1. The problem statement, all variables and given/known data
A force(Fi) is acting on the top point of a disc of radius r and mass m. The disc is rolling without slipping. Angular velocity of disc after center has been displaced distance x is?

2. Relevant equations
Energy conservation; Moment of inertia of disc (MR^2)/2

3. The attempt at a solution

By energy conservation
Fx=1/2*Mr^2/2*w^2+1/2mv^2
also v=rw (Rolling)

What am I missing? Any help appreciated.

2. Feb 25, 2015

### Staff: Mentor

It look like you are using work done = mechanical energy gained
That should work. Now go ahead and solve for angular velocity.

3. Feb 25, 2015

### PeroK

Beaten to it by NO!

4. Feb 25, 2015

### haruspex

For Fx to be the work done, what must the relationship between the force F and the distance x be? Is that their relationship in this question?

5. Feb 25, 2015

### Rishavutkarsh

Well I thought so too but that didn't really work out, I got the wrong answer. The answer is root 2 times my answer.
They should be in the same direction and yes they are.

6. Feb 25, 2015

### PeroK

Is F the only force acting on the disc?

7. Feb 25, 2015

### Rishavutkarsh

No, friction must be acting too since it's rolling but it wont do any work during rolling.

8. Feb 25, 2015

### PeroK

Even so, you could take a look at the equations of motion involving both F and the frictional force.

9. Feb 25, 2015

### Rishavutkarsh

F-fr=ma
FR+frR=I*(alpha)
Using this I got the answer... Hurray!!! But I am still curious to know why did energy conservation give me wrong answer.

10. Feb 25, 2015

### PeroK

First, work out over what distance F would have to act to generate the correct KE. Then, see whether you can explain why F does indeed act over that distance.

11. Feb 25, 2015

### Rishavutkarsh

2x? Well yeah that gives me the answer but how does F 'indeed act over that distance'? A hint would help, I can't think of anything.

12. Feb 25, 2015

### PeroK

Perhaps a couple of ways to look at it:

If you're applying a force to something that's moving, then the work done by the force in time $dt$ is $Fvdt$. The top of the disk is moving twice as fast as the centre of mass of the disk. So, the work done by a force applied at the top of the disc is $F2vdt$ (where v is the velocity of the centre of mass).

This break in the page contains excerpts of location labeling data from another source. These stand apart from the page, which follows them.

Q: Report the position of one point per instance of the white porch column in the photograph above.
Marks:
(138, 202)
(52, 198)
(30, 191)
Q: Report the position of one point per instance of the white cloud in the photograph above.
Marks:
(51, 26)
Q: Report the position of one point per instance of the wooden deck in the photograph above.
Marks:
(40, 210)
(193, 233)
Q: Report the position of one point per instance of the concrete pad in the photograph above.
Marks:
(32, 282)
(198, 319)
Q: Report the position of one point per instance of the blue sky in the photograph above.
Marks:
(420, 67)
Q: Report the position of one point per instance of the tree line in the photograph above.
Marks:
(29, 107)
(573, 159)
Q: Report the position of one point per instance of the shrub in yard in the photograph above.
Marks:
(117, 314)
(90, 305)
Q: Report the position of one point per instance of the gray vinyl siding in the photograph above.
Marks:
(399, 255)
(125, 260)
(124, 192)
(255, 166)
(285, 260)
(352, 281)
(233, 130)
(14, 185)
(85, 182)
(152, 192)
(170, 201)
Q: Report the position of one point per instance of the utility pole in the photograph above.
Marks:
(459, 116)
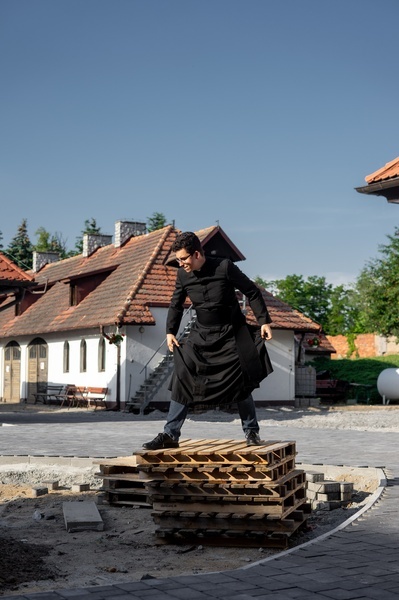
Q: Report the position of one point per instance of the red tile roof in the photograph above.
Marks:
(10, 272)
(129, 280)
(283, 316)
(389, 171)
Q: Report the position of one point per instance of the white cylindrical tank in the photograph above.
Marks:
(388, 384)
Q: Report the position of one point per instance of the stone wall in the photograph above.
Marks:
(367, 345)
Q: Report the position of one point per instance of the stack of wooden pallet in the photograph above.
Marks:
(215, 491)
(122, 484)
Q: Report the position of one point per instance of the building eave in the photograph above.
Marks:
(388, 188)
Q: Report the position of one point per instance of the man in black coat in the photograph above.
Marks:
(223, 358)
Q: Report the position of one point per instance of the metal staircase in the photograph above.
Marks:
(154, 380)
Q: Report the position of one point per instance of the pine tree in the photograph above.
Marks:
(90, 227)
(156, 221)
(20, 249)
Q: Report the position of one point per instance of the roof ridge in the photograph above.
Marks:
(374, 176)
(12, 265)
(143, 275)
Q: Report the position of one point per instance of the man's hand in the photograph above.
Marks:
(266, 332)
(171, 341)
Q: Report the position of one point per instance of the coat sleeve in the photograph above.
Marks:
(251, 291)
(175, 311)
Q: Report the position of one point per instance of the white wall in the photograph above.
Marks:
(144, 347)
(92, 377)
(279, 385)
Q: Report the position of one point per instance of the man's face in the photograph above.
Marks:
(189, 262)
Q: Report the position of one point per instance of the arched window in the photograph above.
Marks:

Alternatively, if you think of the force as a continuous series of impulses $Fdt$ (applied at the top of the disk), you see the same result. Each impulse acts over the same time, but twice the distance, that a similar impulse at the centre of the disk would do.

If you redo your problem with the force at the centre of the disc, you can use work-energy directly over the distance x. But, at the top of the disc, the force acts through a distance of 2x.

It's similar to why the friction force does no work, as the bottom of the disc is stationary when in contact with the ground.

13. Feb 25, 2015

### haruspex

Yes, but there's a bit more to it than that, as PeroK notes, x must be the distance the force acts over:
Suppose you push on a lever with force F, and you make the lever (at the point where you push it) move distance x. The work you have done is Fx. Had you applied the force twice as far from the fulcrum point the force needed would only have been F/2, but you would have needed to advance the point of application 2x in order to achieve the same movement of the lever.

14. Feb 26, 2015

### Rishavutkarsh

Thank you both of you for helping me out I was able to think it as the point above moving twice as fast as center but the analogy of lever and the ground being stationary so that friction does no work helped me understand much more clearly.